Angela Merkel et l’Europe, une stabilité qui s’est avérée par moment instable

Si on met de côté les aspirants autocrates Vladimir Poutine et Recep Tayyip Erdogan, Angela Merkel est le chef d’état le plus ancien d’Europe, en poste depuis 2005. Elle a donc eu tout le temps de marquer l’Europe de son empreinte, d’autant plus qu’elle a connu les principales crises à la tête du gouvernement allemand depuis une décennie, de la crise financière de 2007-8 à la crise des réfugiés de 2015 en passant par la crise de la zone euro en 2012. Quel est le bilan européen d’Angela Merkel ? A-t-elle sauvé ou détruit l’idéal européen comme le disent ses défenseurs et détracteurs ? Peut-on tout simplement répondre à une question aussi binaire ?

Que ce soit pour la crise de la zone euro ou la crise des réfugiés, Angela Merkel a voulu à tout prix préserver la stabilité du continent européen (à quoi pourrait-on s’attendre d’autre, venant d’une femme politique allemande de droite ?). Son intransigeance concernant la rigueur budgétaire dans les pays frappés par la crise de la dette souveraine vient de sa peur de voir les spreads souverains s’accentuer et faire exploser la zone euro. Sa décision d’accueillir des centaines de milliers de réfugiés en 2015 et 2016 s’explique par un devoir moral, doublé d’une volonté de sécuriser les frontières extérieures de l’UE et de soulager les pays du Sud en contournant le Règlement de Dublin. Vouloir préserver la stabilité de l’Europe a néanmoins eu des effets collatéraux : l’austérité a broyé les économies déjà fragilisées (surtout en Grèce) et la Willkommenskultur à l’égard des réfugiés a rencontré de vives résistances en Europe centrale et orientale ainsi que la montée des mouvements populistes de droite dans quasiment tous les pays, et particulièrement en Allemagne, relativement épargnée jusqu’ici.

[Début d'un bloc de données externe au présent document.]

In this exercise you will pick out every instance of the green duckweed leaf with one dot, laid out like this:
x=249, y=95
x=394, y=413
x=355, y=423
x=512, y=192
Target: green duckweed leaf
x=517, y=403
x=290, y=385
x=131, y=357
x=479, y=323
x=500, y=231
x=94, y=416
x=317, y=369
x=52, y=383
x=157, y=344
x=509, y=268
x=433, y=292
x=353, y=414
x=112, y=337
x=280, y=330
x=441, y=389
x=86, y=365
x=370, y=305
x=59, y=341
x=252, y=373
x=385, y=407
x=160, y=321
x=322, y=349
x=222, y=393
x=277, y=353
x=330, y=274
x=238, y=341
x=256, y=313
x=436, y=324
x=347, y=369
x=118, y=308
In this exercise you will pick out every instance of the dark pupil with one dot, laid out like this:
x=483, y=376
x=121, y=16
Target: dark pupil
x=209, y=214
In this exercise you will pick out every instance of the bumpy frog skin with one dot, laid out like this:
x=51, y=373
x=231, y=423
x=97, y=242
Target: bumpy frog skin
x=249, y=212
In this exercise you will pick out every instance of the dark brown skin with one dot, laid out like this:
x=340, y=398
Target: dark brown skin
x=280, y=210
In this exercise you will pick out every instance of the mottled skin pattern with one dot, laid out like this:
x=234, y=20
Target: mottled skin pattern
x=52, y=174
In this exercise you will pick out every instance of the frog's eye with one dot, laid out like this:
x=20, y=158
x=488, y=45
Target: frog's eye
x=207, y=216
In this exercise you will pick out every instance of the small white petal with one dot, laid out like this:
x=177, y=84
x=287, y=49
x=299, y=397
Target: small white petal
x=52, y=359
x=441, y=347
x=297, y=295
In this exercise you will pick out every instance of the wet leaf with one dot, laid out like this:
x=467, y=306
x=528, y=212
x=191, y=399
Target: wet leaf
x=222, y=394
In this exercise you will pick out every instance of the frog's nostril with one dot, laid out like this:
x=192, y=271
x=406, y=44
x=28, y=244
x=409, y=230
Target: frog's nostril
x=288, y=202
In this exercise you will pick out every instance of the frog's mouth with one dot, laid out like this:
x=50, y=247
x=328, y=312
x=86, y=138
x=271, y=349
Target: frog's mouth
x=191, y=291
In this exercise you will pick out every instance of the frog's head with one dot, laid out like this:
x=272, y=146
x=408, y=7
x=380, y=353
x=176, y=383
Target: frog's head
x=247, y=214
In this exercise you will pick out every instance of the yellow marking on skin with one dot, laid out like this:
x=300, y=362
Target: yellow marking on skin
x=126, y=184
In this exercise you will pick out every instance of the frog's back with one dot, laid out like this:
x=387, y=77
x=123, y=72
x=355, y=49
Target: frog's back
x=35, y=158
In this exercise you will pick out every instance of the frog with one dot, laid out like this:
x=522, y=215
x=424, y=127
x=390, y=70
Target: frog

Le bilan européen d’Angela Merkel peut être nuancé et critiqué, toujours est-il qu’elle va laisser un immense vide en Europe après son départ. Emmanuel Macron peut-il reprendre le flambeau ? Avec son affaiblissement dans les sondages en France et sa dichotomisation du projet européen (« c’est nous ou les eurosceptiques », en oubliant parfois qu’une Europe néolibérale n’est pas l’unique solution), il est permis d’en douter.